UM TESOURO ESCONDIDO NO CAMPO: Experimento com desenho e imaginação simbólica no Ateliê Nossa Casa
por Lucas Delfino
A linguagem da mitologia, dos contos, e dos grandes livros de sonho da humanidade constituem a linguagem do imaginário, consubstancial ao ser humano, e à criança em especial. O percurso de três encontros no Ateliê Nossa Casa, na semana final de outubro e nas duas primeiras de novembro de 2019, teve como título um versículo bíblico, que é também uma alusão, aquela que faz pensar em um “tesouro escondido em vasos de barro” (2 COR 4:7). Um vaso de barro, pois, cujo conteúdo esteve inacessível às crianças até o último encontro, fechado por uma amarração de fios de barbante, serviu como objeto de ativação de um percurso imaginativo, segundo a tentativa de fazer minar através dele questões e imagens: se um vaso pode conter tudo o que há no mundo, o que pode estar contido aqui? O intento foi o de conduzir à criança em vivências com técnicas e materiais expressivos de qualidade rústica – o carvão, o giz, a argila de modelagem – ao mesmo tempo em que se fazia um percurso, uma deambulação, por narrativas de origem e mitos de criação: a criação da humanidade e o roubo da semente do fogo por Prometeu, o desvelamento da condição humana desde o conteúdo dissipado no vaso de Pandora; a criação do mundo e do humano a partir do barro soprado na narrativa dos seis primeiros dias do Gênesis bíblico; a modelagem do humano por Oxalá a partir do empréstimo de barro cedido por Nanã, na mitologia dos orixás africanos. O ateliê também se pautou pela apreciação dos desenhos do quadrinista norte-americano Robert Crumb (1943- ) que em 2009 dedicou-se à elaboração do livro Gênesis, no qual se pôs a ilustrar o mais literalmente todo o conteúdo do primeiro livro da Bíblia.

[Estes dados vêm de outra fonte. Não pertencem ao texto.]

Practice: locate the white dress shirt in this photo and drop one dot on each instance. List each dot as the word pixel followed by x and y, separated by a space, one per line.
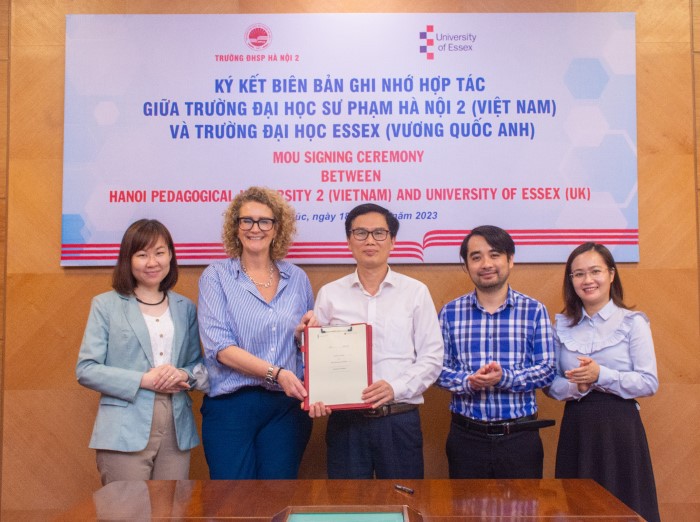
pixel 407 346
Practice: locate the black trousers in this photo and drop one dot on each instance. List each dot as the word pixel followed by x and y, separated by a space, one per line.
pixel 475 455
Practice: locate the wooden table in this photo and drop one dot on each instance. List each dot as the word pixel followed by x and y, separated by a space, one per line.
pixel 435 499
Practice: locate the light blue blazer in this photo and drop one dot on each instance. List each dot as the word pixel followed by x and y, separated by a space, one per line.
pixel 114 355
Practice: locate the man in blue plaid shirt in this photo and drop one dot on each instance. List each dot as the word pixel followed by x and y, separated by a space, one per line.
pixel 498 351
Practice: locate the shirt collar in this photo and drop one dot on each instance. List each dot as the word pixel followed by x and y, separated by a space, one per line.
pixel 389 279
pixel 510 300
pixel 282 266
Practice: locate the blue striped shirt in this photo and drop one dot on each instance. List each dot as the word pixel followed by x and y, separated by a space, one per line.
pixel 232 312
pixel 518 336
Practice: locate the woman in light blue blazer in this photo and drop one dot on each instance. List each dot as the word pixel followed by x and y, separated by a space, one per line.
pixel 140 349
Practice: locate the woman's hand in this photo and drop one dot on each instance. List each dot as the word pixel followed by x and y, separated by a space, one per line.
pixel 318 409
pixel 165 379
pixel 308 319
pixel 291 385
pixel 586 374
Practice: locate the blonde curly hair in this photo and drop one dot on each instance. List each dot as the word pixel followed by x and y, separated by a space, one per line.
pixel 285 221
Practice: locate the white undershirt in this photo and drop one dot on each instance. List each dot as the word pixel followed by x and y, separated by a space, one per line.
pixel 161 330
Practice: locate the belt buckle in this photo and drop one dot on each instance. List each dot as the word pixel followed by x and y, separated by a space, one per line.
pixel 501 429
pixel 376 413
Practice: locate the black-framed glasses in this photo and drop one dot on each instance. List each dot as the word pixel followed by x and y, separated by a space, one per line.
pixel 264 224
pixel 595 273
pixel 379 234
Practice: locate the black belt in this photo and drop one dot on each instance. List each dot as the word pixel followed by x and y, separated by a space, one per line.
pixel 389 409
pixel 500 428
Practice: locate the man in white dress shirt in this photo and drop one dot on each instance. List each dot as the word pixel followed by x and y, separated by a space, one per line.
pixel 407 351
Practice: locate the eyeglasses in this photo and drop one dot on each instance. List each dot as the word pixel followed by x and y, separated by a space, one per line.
pixel 379 234
pixel 264 224
pixel 595 273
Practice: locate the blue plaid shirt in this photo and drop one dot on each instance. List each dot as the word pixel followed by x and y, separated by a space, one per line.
pixel 518 336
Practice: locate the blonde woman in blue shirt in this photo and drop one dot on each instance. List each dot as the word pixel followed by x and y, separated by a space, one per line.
pixel 606 360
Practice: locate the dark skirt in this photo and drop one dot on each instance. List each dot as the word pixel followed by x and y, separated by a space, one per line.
pixel 602 438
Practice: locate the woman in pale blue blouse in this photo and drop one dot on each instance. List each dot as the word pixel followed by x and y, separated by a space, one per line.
pixel 605 358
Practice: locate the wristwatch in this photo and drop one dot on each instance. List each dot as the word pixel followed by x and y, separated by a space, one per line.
pixel 272 373
pixel 270 376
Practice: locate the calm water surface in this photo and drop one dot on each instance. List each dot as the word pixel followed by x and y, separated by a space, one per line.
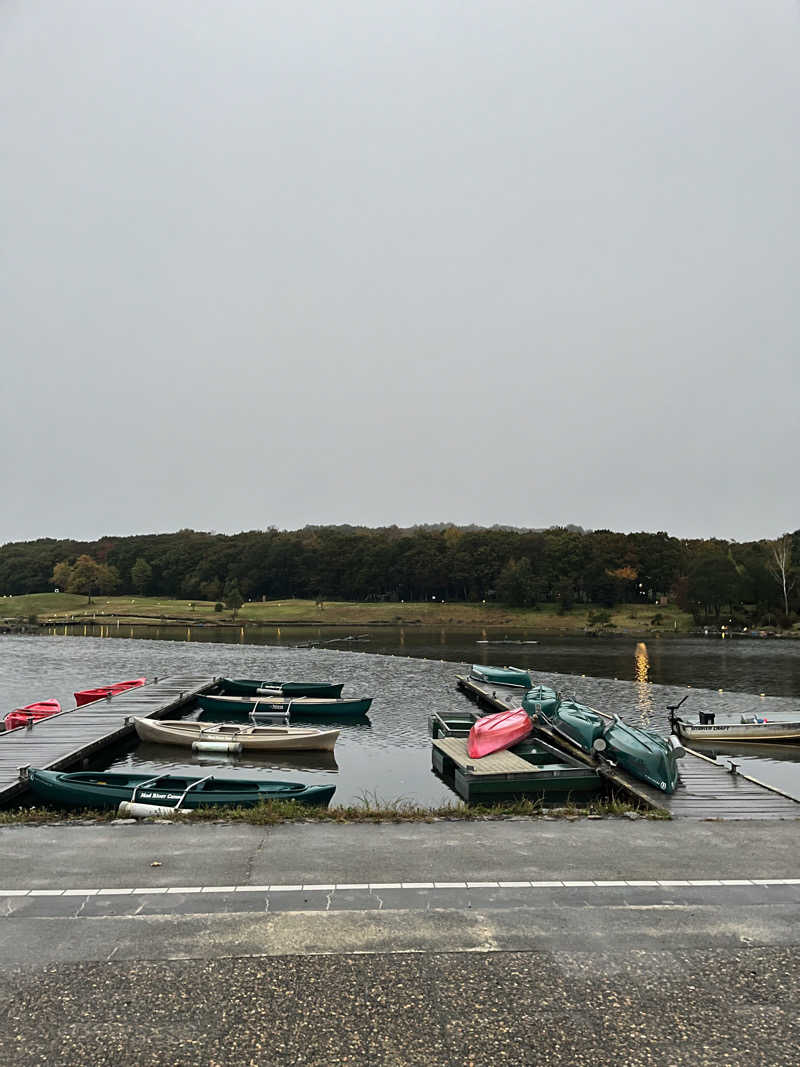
pixel 411 673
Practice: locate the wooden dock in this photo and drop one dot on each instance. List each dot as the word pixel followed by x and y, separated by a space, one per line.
pixel 69 739
pixel 705 789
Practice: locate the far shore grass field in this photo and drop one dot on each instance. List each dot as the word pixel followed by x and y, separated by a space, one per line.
pixel 69 607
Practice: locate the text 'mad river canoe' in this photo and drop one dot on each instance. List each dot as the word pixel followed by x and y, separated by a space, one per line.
pixel 501 675
pixel 42 710
pixel 145 794
pixel 296 706
pixel 643 753
pixel 250 687
pixel 90 696
pixel 492 733
pixel 223 737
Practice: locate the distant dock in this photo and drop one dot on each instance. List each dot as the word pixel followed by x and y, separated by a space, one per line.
pixel 705 789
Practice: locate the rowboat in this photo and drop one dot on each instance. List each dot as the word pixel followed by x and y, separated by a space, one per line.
pixel 31 713
pixel 492 733
pixel 89 696
pixel 223 737
pixel 250 687
pixel 643 753
pixel 751 729
pixel 501 675
pixel 145 794
pixel 304 706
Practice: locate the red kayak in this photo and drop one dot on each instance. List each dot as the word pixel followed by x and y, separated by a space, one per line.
pixel 495 732
pixel 89 696
pixel 42 710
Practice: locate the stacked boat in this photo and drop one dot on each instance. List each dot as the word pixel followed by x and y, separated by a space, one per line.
pixel 260 710
pixel 31 713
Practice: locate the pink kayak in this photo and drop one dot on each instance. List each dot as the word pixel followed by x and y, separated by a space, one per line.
pixel 42 710
pixel 89 696
pixel 495 732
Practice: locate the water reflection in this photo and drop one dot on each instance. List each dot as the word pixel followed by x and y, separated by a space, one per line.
pixel 641 669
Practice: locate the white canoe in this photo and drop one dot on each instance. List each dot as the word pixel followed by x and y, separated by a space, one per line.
pixel 224 737
pixel 770 731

A deambulação por narrativas de criação esteve a amparar as crianças no enfrentamento de sua própria e singular força criadora diante dos materiais expressivos, e o ateliê culminou com uma vivência de modelagem em argila segundo o pressuposto de modelar a humanidade e as suas paixões, de acordo com a apreciação de um desenho do artista Rosso Fiorentino (1495-1540), que retrata Pandora abrindo o vaso de onde saem as mazelas humanas personificadas: a arrogância, a preguiça, o desespero, etc.